What can hospitals do to protect themselves from Ransomware attacks?
GW: The truth is that while many healthcare organizations are aware of the possibility of malware infections and are taking some measures to defend themselves against them, most are not doing what’s needed to protect their valuable data. What I mean by this is that some hospitals have taken the step of installing anti-malware software programs on their systems, but this isn’t enough to protect an organization’s data from Ransomware attacks. A protective strategy like this is only one part of what’s needed—healthcare businesses also need to figure out what they will do to restore their files after they are encrypted.
What types of solutions are available for file restoration after data has already been encrypted?
GW: I would be remiss if I didn’t lead with saying that the Nexan Assureon™ archive data protection solution is an ideal way for companies to beef up their data protection strategy against the threat of Ransomware. The fact is that in the current climate, companies need to go beyond anti-malware to protect their sensitive data. Assureon can quickly restore encrypted files—with absolutely zero need to pay a ransom fee.
How does archive data protection work?
GW: Think of it this way: if you use only anti-malware as a protective barrier against attacks but a hacker infects your system with Ransomware, then you have lost your files. But if you incorporate archive data protection as part of your security strategy, you’ll be able to restore your files post-attack. Assureon can actually protect data automatically, from day one, without IT needing to constantly back it up. This saves a ton of time when it comes to backing up files, not to mention money. Anti-malware has a role to play too, so think of the best strategy as a two-part solution that accounts for both file protection and file restoration.
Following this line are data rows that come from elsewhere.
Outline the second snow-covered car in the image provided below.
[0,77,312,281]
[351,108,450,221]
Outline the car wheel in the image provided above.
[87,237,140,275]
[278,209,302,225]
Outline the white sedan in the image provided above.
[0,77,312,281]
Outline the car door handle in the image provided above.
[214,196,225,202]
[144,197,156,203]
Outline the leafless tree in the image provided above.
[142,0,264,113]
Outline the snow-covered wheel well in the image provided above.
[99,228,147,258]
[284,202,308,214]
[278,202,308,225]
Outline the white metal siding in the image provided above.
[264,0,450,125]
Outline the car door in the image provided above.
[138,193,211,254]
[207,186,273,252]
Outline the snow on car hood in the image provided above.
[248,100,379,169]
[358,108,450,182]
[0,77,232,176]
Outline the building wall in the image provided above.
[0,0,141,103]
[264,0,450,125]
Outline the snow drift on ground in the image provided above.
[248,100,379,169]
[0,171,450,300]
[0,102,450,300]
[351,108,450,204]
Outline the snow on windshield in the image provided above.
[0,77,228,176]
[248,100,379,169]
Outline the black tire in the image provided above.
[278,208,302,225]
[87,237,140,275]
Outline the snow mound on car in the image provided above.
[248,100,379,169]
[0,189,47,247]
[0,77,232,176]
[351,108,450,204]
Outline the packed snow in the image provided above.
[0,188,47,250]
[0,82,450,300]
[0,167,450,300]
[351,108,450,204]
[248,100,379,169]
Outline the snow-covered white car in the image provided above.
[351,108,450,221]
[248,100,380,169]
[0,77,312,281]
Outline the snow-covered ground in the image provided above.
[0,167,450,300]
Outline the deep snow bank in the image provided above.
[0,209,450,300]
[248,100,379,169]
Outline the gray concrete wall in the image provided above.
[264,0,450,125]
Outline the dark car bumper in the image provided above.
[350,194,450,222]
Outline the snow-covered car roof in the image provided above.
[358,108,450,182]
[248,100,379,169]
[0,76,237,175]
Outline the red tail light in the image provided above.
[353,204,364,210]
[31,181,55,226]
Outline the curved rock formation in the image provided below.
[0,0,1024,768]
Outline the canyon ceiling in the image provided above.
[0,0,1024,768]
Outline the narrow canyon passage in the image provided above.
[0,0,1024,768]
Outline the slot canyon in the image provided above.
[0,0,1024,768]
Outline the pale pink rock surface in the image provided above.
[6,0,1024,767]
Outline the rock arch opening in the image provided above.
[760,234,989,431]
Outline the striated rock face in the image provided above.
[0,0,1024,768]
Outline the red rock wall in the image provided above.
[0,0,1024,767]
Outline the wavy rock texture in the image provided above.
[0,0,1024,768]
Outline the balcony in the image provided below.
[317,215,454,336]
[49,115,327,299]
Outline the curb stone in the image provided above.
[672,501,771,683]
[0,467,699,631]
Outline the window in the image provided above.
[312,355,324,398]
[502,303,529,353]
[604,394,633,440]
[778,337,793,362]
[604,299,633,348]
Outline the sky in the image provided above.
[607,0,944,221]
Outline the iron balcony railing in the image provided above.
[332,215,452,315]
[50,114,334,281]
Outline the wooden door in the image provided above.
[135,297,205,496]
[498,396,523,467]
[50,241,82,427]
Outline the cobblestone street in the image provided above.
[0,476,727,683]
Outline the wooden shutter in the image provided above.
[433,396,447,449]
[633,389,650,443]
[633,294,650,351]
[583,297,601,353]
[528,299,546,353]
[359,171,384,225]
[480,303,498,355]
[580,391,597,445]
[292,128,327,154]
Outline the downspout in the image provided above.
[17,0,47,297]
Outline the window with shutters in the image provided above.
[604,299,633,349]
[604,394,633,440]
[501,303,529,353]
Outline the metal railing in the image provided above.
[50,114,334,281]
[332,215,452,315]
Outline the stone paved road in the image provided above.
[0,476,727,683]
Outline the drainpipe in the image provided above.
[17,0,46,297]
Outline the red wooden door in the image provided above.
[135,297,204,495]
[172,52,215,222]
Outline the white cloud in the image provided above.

What are some of the specific features that Assureon offers?
GW: Shortcuts are an important component. Assureon only has to restore shortcuts, not the entire file, so it only takes a few minutes to restore files after a Ransomware attack. Since the data becomes available right away, a company’s recovery time objectives really benefit. Another important feature is fingerprints. When files are saved using the archive data protection system, Assureon automatically produces a unique fingerprint of the files’ contents as well as metadata. And we can’t forget that Assureon makes a double copy of each file—in two totally separate locations. This gives IT extra confidence that the company’s data is secure.
But at the end of the day, what really matters is this… In the event of an attempted Ransomware attack, for the IT professional it is as they say ‘a minor blip on the radar.’ And, for the end clients – in this case the doctors and nurses – they will actually never even know the attempt was made.